Final Round

Answer: $a=b=t$, $t\in \mathbb{Z}$, $(a;b)=(-18;-2)$, $(a;b)=(0;7)$, $(a;b)=(12;3)$.

We rearrange the initial equation $(b^2+7(a-b){)}^2=a^{3}b$: $$\begin{array}{rl}(b^2+7(a-b){)}^2& =a^{3}b\iff b^4+14b^2(a-b)+49(a-b{)}^2=a^{3}b\iff \\ & a^{3}b-b^4-14b^2(a-b)-49(a-b{)}^2=0\iff \\ & b(a^3-b^3)-14b^2(a-b)-49(a-b{)}^2=0\iff \\ & (a-b)(b{a}^2+a{b}^2+b^3-14b^2-49(a-b))=0.\end{array}\text{\hspace{1em}(1)}$$ If $a=b$, then it is evident that (1) holds. Therefore we have the infinite set of the integer solutions: $a=b=t$, where $t\in \mathbb{Z}$.

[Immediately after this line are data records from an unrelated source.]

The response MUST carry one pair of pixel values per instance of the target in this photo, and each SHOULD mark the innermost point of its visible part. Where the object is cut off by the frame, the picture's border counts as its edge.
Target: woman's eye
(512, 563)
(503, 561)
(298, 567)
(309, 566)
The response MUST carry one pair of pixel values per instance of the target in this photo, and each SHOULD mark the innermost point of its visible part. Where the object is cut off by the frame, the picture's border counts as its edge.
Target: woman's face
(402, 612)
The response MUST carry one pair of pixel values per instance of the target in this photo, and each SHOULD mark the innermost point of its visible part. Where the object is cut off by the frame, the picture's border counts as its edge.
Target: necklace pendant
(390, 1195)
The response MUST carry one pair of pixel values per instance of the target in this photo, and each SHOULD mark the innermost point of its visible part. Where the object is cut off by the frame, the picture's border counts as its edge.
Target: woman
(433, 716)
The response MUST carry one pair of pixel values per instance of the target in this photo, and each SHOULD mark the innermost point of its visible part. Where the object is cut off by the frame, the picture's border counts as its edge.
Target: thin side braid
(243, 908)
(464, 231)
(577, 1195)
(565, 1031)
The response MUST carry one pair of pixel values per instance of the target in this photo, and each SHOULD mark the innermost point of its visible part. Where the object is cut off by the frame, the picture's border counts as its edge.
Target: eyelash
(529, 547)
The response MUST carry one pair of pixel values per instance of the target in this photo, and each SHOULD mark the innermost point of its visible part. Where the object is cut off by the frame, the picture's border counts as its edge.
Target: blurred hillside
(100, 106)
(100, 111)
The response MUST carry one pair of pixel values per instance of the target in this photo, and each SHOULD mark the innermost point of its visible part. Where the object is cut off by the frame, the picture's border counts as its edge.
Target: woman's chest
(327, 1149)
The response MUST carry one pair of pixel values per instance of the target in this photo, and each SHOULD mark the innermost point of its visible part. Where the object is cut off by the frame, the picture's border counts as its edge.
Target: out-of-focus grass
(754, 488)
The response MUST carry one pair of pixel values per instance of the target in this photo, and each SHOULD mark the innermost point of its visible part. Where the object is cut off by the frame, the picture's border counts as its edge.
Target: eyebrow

Let $a\ne b$, then from (1) it follows that $$b{a}^2+a{b}^2+b^3-14b^2-49(a-b)=0.(2)$$ If $b=0$, then from (2) it follows that $a=0$, i.e. $a=b=0$, a contradiction. Thus $b\ne 0$. Consider (2) as a quadratic equation with respect to $a$. $$b{a}^2+(b^2-49)a+b^3-14b^2+49b=0.(3)$$ The discriminant $D(b)$ of this equation is $$\begin{array}{rl}D(b)=(b^2-49{)}^2-4b(b^3-14b^2+49b)& =((b-7)(b+7){)}^2-4b^2(b-7{)}^2=\\ & =(b-7{)}^2((b+7{)}^2-4b^2)=-(b-7{)}^3(3b+7).\end{array}$$ Equation (3) has real solutions iff $D(b)\ge 0$, i.e. for $b\in [-7/3;7]$. The segment $[-7/3;7]$ contains exactly ten integers: $-2,-1,0,1,2,3,4,5,6$ and $7$. Since $b\ne 0$ and $a_{1,2}=(49-b^2\pm \sqrt{D})/(2b)$, we have exactly four integers ($b=-2,3,6,7$) such that $D(b)$ is a perfect square (we need integer solutions of (3)).

1) If $b=-2$, then $D=27^2$ and either $a_1=-9/2$ or $a_2=-18$, so, in this case $(a;b)=(-18;-2)$ is a required solution.

2) If $b=3$, then $D=2^{10}$ and either $a_1=4/3$ or $a_2=12$, so $(a;b)=(12;3)$ is a required solution.

3) If $b=6$, then $D=5^2$ and either $a_1=13/12$ or $a_2=85/12$, so there are no solutions in this case.

4) If $b=7$, then $D=0$ and $a_{1,2}=0$, so $(a;b)=(0;7)$.